Al regresar, los de la mudanza seguían allí. Javier los supervisaba con frialdad. “¿Dónde has estado?” exigió.
“La reunión se alargó”, respondió con serenidad.
Mientras él despachaba, entró al baño. La caja había desaparecido.
El terror la paralizó. Lo sabía. Al salir, se encontró con Javier esperando.
“¿Perdiste algo?”, preguntó suavemente. Sostenía una memoria USB—la de la caja de Nuria.
“Nuria era lista”, murmuró. “Demasiado lista. Se convirtió en un problema.”
“¿Un problema para qué?”, preguntó Estrella, con el corazón en un puño. El micrófono grababa.
“Para una vida nueva”, se encogió de hombros. “Estoy harto de este matrimonio, de esta casa. Necesitaba dinero. El seguro de Nuria era el primer paso. El tuyo, el siguiente.” Su tono era frío. “Un trágico accidente. Un viudo afligido cobra y desaparece.”
“Eres un monstruo.”
“Soy práctico”, replicó. “Nuria lo arruinó. Ahora tú también.” Se acercó. “¿Con quién te viste? ¿Quién sabe?”
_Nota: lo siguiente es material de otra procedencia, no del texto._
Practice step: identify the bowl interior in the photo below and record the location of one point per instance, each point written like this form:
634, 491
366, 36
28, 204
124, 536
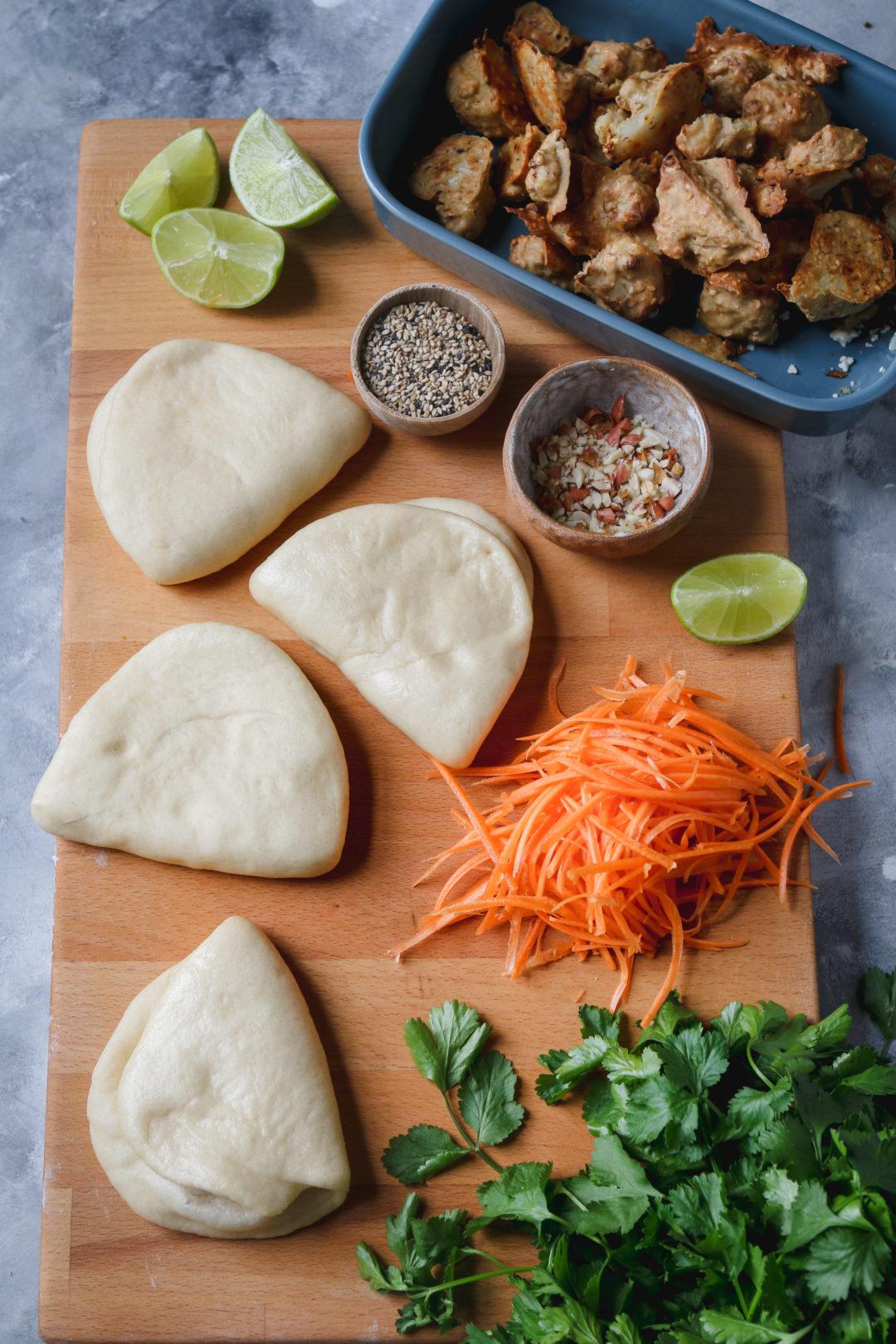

Ella calló. Él levantó el móvil. “No importa. El GPS es útil.” Mostró la ruta del taxi, terminada en el Café del Río. “¿Quién estaba ahí?” Accedió a las cámaras de seguridad.
Los de la mudanza gritaban abajo. Javier la arrastró al armario, vendándole manos y boca. “Quédate callada”, gruñó antes de cerrar la puerta.
El pánico crecía. El micrófono. Ricardo habría oído. ¿Llegaría a tiempo? Vio su móvil en el tocador. Con manos atadas, tecleó: *Dormitorio, segunda planta, ayuda.*
Javier volvió cuando los mudadores se marchaban. Ella agarró una lámpara y se escondió tras la puerta. Al entrar, golpeó.
Él tambaleó, pero no cayó. Más fuerte, la lanzó contra la pared. De una maleta sacó una jeringuilla. “Quería que fuera”Quería que fuera rápido e indoloro”, gruñó, “pero ahora sufrirás como Nuria”, y en ese instante, la puerta se abrió de golpe y Ricardo entró con la policía, desarmando a Javier mientras Estrella, entre lágrimas, comprendió que la justicia de su hija finalmente había llegado.